Type of Trauma Affects Gene Transcription Effects in PTSD
In a 2017 article in the journal Neuropsychopharmacology, researcher Michael S. Breen and colleagues analyzed five separate studies of post-traumatic stress disorder (PTSD) and found that sex and type of trauma affected the immunological pathways that changed with PTSD. People with PTSD showed disruptions in gene expression in specific immunological pathways depending on what type of trauma they had experienced.
Men exposed to combat traumas showed downregulation in a pathway related to wound healing, while men who were exposed to interpersonal traumas had upregulation in a signaling pathway mediated by the inflammatory marker IL-12. Women exposed to interpersonal traumas showed upregulation of two pathways—one related to lipid metabolism and the other related to MAPK (or mitogen-activated protein kinase) activity.
The participants with PTSD also showed a lot of the same disruptions across all types of trauma, including disruptions that affected cytokine, innate immune, and type 1 interferon pathways.
These data show that immune dysregulation and inflammatory pathways play a role in the pathophysiology of PTSD.
Anti-Inflammatory Treatment Prevents the Effects of Stress in Female Rats
Women are more likely than men to experience depression, and this difference begins in adolescence, when girls show more sensitivity to stress. Researchers are studying how animals react to stress in the hopes of learning what mediates these gender differences in mental illness.
At a recent scientific meeting, researcher Jodi Lukkes and colleagues presented a recent study of stress and inflammation in female rats. The rats were exposed to different types of stressors. Some were separated from their mothers for four hours a day during the first 20 days of their lives. Later, some rats were exposed to an acute stressor, witnessing another rat receiving shocks. All the rats were placed in a box in which they could escape a shock by jumping to the other end of the box, in order to measure their motivation. Because drugs that inhibit the inflammatory enzyme COX-2 had reversed the effects of maternal separation in earlier studies, the researchers also treated some rats with these anti-inflammatories.
The researchers found that anti-inflammatory treatment could prevent behavioral consequences of stress in adolescent female rats. Witnessing another rat being shocked brought about deficits in motivation (a depression-like behavior), but in rats that had received treatment with a COX-2 inhibitor, these deficits were reduced. The COX-2 treatment was only helpful to rats that had experienced an acute stressor in their lifetime, either maternal separation in infancy, or witnessing another rat receive the shocks. A history of stress was required for the anti-inflammatories to improve motivation.

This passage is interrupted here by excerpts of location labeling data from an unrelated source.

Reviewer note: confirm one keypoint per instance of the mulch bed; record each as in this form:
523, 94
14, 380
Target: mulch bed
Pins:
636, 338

Lukkes and colleagues hope that this research begins to clarify the relationship between stress, inflammation, and gender. This may eventually lead to new targets in the treatment of depression.
Ratio of Cortisol to CRP May Affect Depression
New research suggests that the ratio of cortisol to C-reactive protein (CRP), a marker of inflammation, may be a biomarker of depression that affects men and women differently. In women, lower ratios of cortisol to CRP were associated with more severe depression symptoms, including poor quality sleep, sleep disturbances, and decreased extraversion. In men, higher ratios of cortisol to CRP were associated with more daytime disturbance and greater anxiety. The study by E.C. Suarez et al. was published in the journal Brain, Behavior, and Immunity.
Further work must be done to confirm whether low cortisol and high inflammation predicts depression in women, while the opposite (high cortisol and low inflammation) predicts depression in men.
Among Bipolar Patients, Women Spend More Time Depressed Than Men Do
An article by Lori Altshuler et al. (including this editor Robert M. Post) published in the American Journal of Psychiatry in 2010 presents research that among bipolar patients studied over a period of 7 years, women spent more time than men depressed. Women had higher rates of rapid cycling and of anxiety disorders, both of which were associated to higher rates of depression.